Dans le Monde diplomatique, lire aussi cet intéressant article:
Les écrivains et la guerre d’Espagne, par Emilio Sanz De Soto: "Dans leur immense majorité, les écrivains - à la suite de Malraux, Hemingway, Orwell, Ehrenbourg, Vittorini, etc. - choisirent de défendre la République et ses valeurs face à ce qu’ils sentaient venir comme principal danger des années 30 menaçant leur propre pays et la création artistique: le nazisme anthropophage et liberticide."

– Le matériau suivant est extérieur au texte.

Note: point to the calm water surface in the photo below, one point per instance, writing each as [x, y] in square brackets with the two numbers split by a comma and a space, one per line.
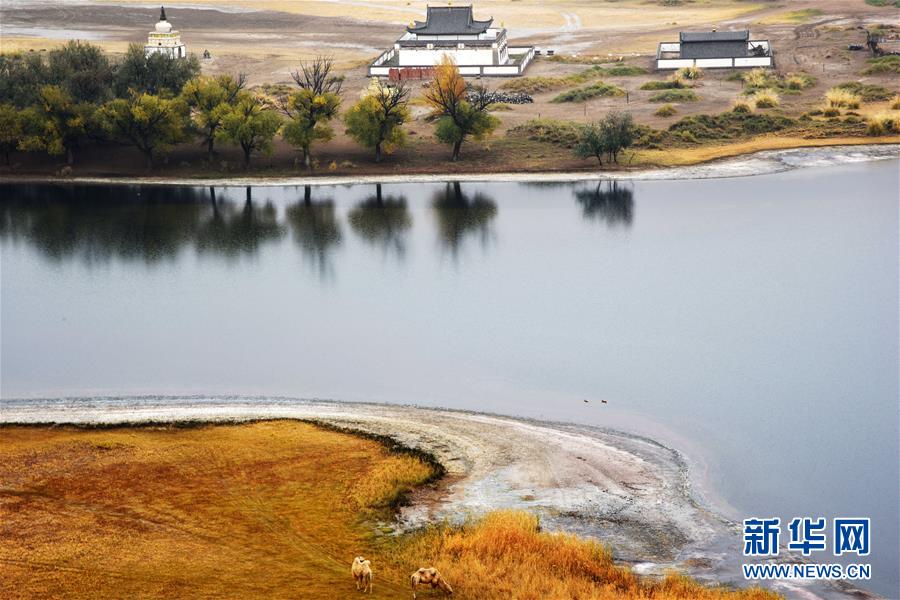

Image ci-contre: Guernica, de Pablo Picasso. (agrandissement)"Le 26 avril 1937, au cours de la guerre civile d’Espagne (1936-1939), la petite ville de Guernica, foyer des libertés basques, fut détruite par l’aviation franquiste. C’était la première fois, dans l’histoire militaire, qu’une agglomération civile était entièrement rasée par un bombardement aérien. Le monde entier en fut ému. Le peintre Pablo Picasso, bouleversé par ce meurtre de masse, réalisa dans les semaines qui suivirent la célèbre toile que l’on considère comme son chef-d’oeuvre et l’un des sommets de la peinture du XXe siècle." - Emilio Sanz De Soto.
Deux romans sur la guerre d'Espagne:
André Malraux: L'espoir.
Ernest Hemingway: Pour qui sonne le glas.